TÜRKİYE İLE İNGİLTERE ARASINDAKİ SERBEST TİCARET ANLAŞMASI (STA) İLE GÜMRÜK BİRLİĞİ'NİN 25 YIL BOYUNCA GETİRDİĞİ KAZANIMLAR KORUNURKEN, İNGİLTERE İLE İLİŞKİLER DAHA DA DERİNLEŞTİRİLECEK.

Türkiye ile İngiltere arasında Serbest Ticaret Anlaşması imzalanması dolayısıyla düzenlenen tören, geride kalan yılın son günlerinde, 29 Aralık’ta Ankara’da imzalandı. 1 Ocak 2021 tarihinden itibaren yürürlüğe giren STA ile ikili ticaretin etkin ve sorunsuz bir şekilde devam etmesi tesis edilirken, Türk ihracatçılarının rekabetçi olduğu sektörlerde İngiltere'ye kolay ve sorunsuz bir biçimde ihracat yapabilmeleri garanti altına alınmış oldu.
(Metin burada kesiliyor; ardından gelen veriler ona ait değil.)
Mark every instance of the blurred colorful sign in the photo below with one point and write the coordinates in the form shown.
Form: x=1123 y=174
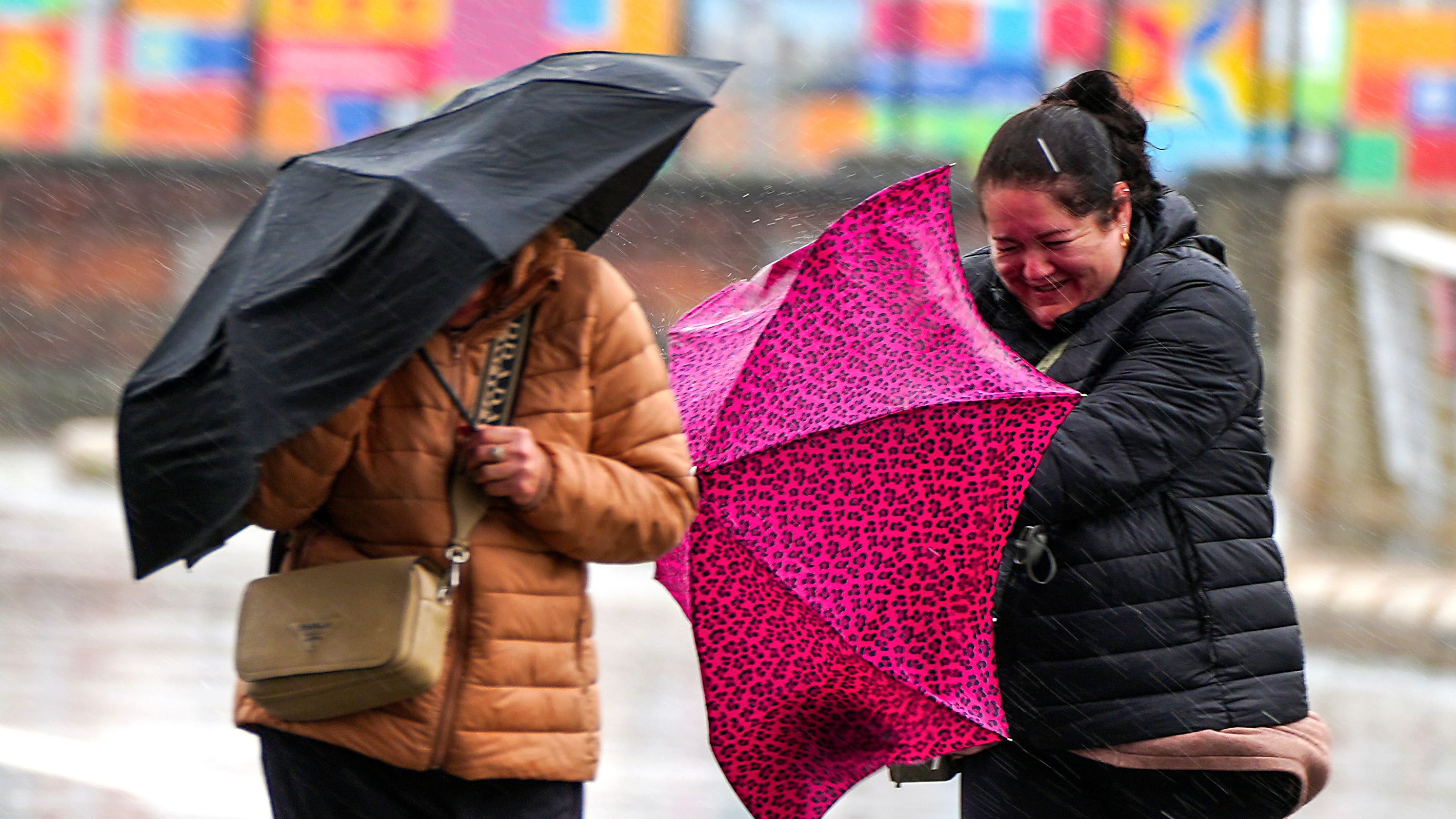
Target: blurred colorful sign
x=396 y=22
x=1191 y=69
x=35 y=8
x=1403 y=98
x=35 y=88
Törende bir konuşma yapan Ticaret Bakanı Ruhsar Pekcan, İngiltere’nin 31 Ocak 2020 tarihi itibarıyla Avrupa Birliği'nden resmen ayrıldığını ve 2020 yılı sonuna kadar bir geçiş süreci öngörüldüğünü hatırlatarak, Türkiye olarak bu süreci yakından takip ettiklerini, yıl boyunca hem AB hem de İngiltere makamlarıyla yoğun bir diplomasi trafiği yürüttüklerini dile getirerek, “Temel amacımız, AB ile Gümrük Birliği'nden kaynaklı ticari ilişkilerimize de halel getirmeden, İngiltere ile arzu ettiğimiz bir ticaret anlaşmasını imzalamaktı. Anlaşmanın imzalanmasıyla birlikte, ticaretimiz her zamanki etkinliğiyle sürecek ve inanıyorum daha da gelişecektir.” değerlendirmesinde bulundu. Bakan Pekcan, konuşmasında, anlaşma olmasaydı İngiltere’ye yapılacak ihracatın yaklaşık yüzde 75’inin vergi yüküyle karşı karşıya kalacağını ve 2,4 milyar dolara varan bir zarara uğrayacağımızı da hatırlatarak, “Bu risk, an itibarıyla ortadan kalkmıştır.” dedi. İngiltere, Türkiye'nin toplam ihracatında halen Almanya'nın ardından ikinci sırada yer alıyor. Özellikle otomotiv, televizyon, beyaz eşya ve hazır giyim başta olmak üzere pek çok sektörde ihracatın önde gelen pazarları arasında yer alan İngiltere gerek üretim ve tedarik zincirleri gerekse yatırımlar bakımından da Türkiye için çok değerli bir ortak olmaya devam ediyor. Konuşmasında, rakamsal veriler de paylaşan Bakan Pekcan, ödemeler dengesi verilerine göre, Türkiye'de İngiltere kaynaklı yatırımların 11,6 milyar dolar düzeyinde olduğunu söylerken, “STA’nın karşılıklı yatırımlara da olumlu yansıyacağını değerlendiriyorum. Taraflar olarak ‘tarifesiz’ bir STA akdetmeyi hedeflemiştik. Bu gerçekleşti. Anlaşma, tüm sanayi ve tarım ürünlerini içeriyor. Anlaşma, vakit kaybetmeden, 1 Ocak 2021’de devreye girecek.” dedi.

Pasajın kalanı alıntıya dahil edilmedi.